Grandi festeggiamenti a Bologna. Non per la Quaresima, non una ricorrenza della tradizione cristiana. Grande gioia per l’Iftar, la cena che segna la fine della giornata di digiuno durante il Ramadan. E fin qui, nulla di strano: viviamo in un Paese libero. Il punto è chi festeggia e come lo fa. Qualche giorno fa, in piazza Lucio Dalla, sotto la tettoia Nervi, è andata in scena l’ottava edizione dell’Iftar street. Un grande evento della comunità islamica bolognese con palco, interventi e lunghe tavolate per la cena collettiva. Fin qui cronaca. Poi però salgono sul palco l’ex premier Romano Prodi, il sindaco Matteo Lepore e il presidente della Cei, il cardinale Matteo Maria Zuppi. Insomma: la politica, l’ex capo del governo e il capo dei vescovi italiani.
Prima i discorsi, poi tutti seduti a tavola insieme alla comunità islamica locale. Un’immagine che per qualcuno è dialogo, per altri è il simbolo di un certo clima politico e culturale. Tra gli organizzatori e protagonisti della serata c’è anche Yassine Lafram, imam della comunità islamica bolognese ed ex presidente dell’Ucoii. Lo stesso Lafram che negli scorsi mesi aveva partecipato alla Flotilla diretta verso Gaza e che, come riportato dal Tempo, a novembre aveva avuto incontri con Mohammad Hannoun — poi arrestato perché ritenuto referente italiano di Hamas — per discutere proprio della missione navale e per attaccare quello che definiva lo “Stato genocida di Israele”.
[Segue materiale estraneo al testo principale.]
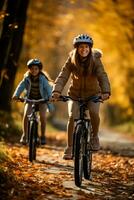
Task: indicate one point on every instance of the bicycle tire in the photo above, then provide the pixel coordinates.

E infatti il contesto internazionale è entratosubito nel dibattito. Proprio quella mattina erano partiti i bombardamenti americani in Iran, con l’uccisione dell’ayatollah Khamenei. Tema inevitabile, occasione perfetta per condannare l’azione militare di Stati Uniti e Israele. Dal palco Lafram non ha utilizzato mezzi termini: “Il nostro mondo di oggi deve essere governato dalla legge internazionale e dalle convenzioni internazionali. Non possiamo pensare di salvare una popolazione con i bombardamenti. Il popolo iraniano ha il diritto alla libertà, ha il diritto all’autodeterminazione ma deve essere il fautore del proprio destino”. Parole che si inseriscono nel clima politico della serata. Un clima in cui il dialogo interreligioso viene rivendicato anche dal cardinale Zuppi, che spiega così la sua presenza all’evento: “Essere credenti vuol dire essere fratelli e dialogare, camminare insieme, imparare a conoscersi e a rispettarsi: è quello che Dio vuole per tutti gli uomini della terra”.
In realtà il percorso era iniziato qualche giorno prima. Lo stesso Zuppi aveva infatti inviato un messaggio ufficiale alle comunità islamiche bolognesi per il Ramadan: “Il vostro sacro mese di Ramadan quest’anno coincide con la santa Quaresima cristiana. Viviamo dunque lo stesso tempo di penitenza, preghiera, solidarietà… simbolo di un incontro profondo tra i nostri cuori”. Il dialogo, certo. Ma l’immagine che resta è un’altra: le massime autorità politiche e religiose della città sedute a celebrare una festività islamica, mentre la tradizione cristiana sembra sempre più spesso trattata con prudenza, quando non con imbarazzo.
E qui arriva il punto politico. Perché la scena bolognese racconta molto delle priorità di una certa sinistra italiana: presenziare all’Iftar, mandare messaggi per il Ramadan, partecipare alle celebrazioni islamiche. Tutto legittimo, per carità. Ma quando si tratta di difendere le radici culturali e religiose dell’Italia, improvvisamente cala il silenzio. Romano Prodi, per esempio. Sempre prontissimo quando c’è da parlare di dialogo interreligioso o di accoglienza. Molto meno visibile quando si tratta di difendere le nostre tradizioni, la nostra identità, i simboli della nostra storia.
E allora viene da chiedersi se questo non sia il vero segnale politico della serata bolognese: ecco le priorità di una certa sinistra — inchinarsi all’islam nel nome del dialogo — mentre sulle nostre radici cala una prudenza che spesso somiglia a un’assenza. E allora sì, Bologna diventa una fotografia politica perfetta: la sinistra che celebra il Ramadan e dimentica la Quaresima. Non è dialogo tra identità forti. È una resa culturale travestita da virtù. Il dialogo è una cosa seria. Ma funziona solo se avviene tra identità che non hanno paura di esistere. Altrimenti non è dialogo: è semplicemente rinuncia.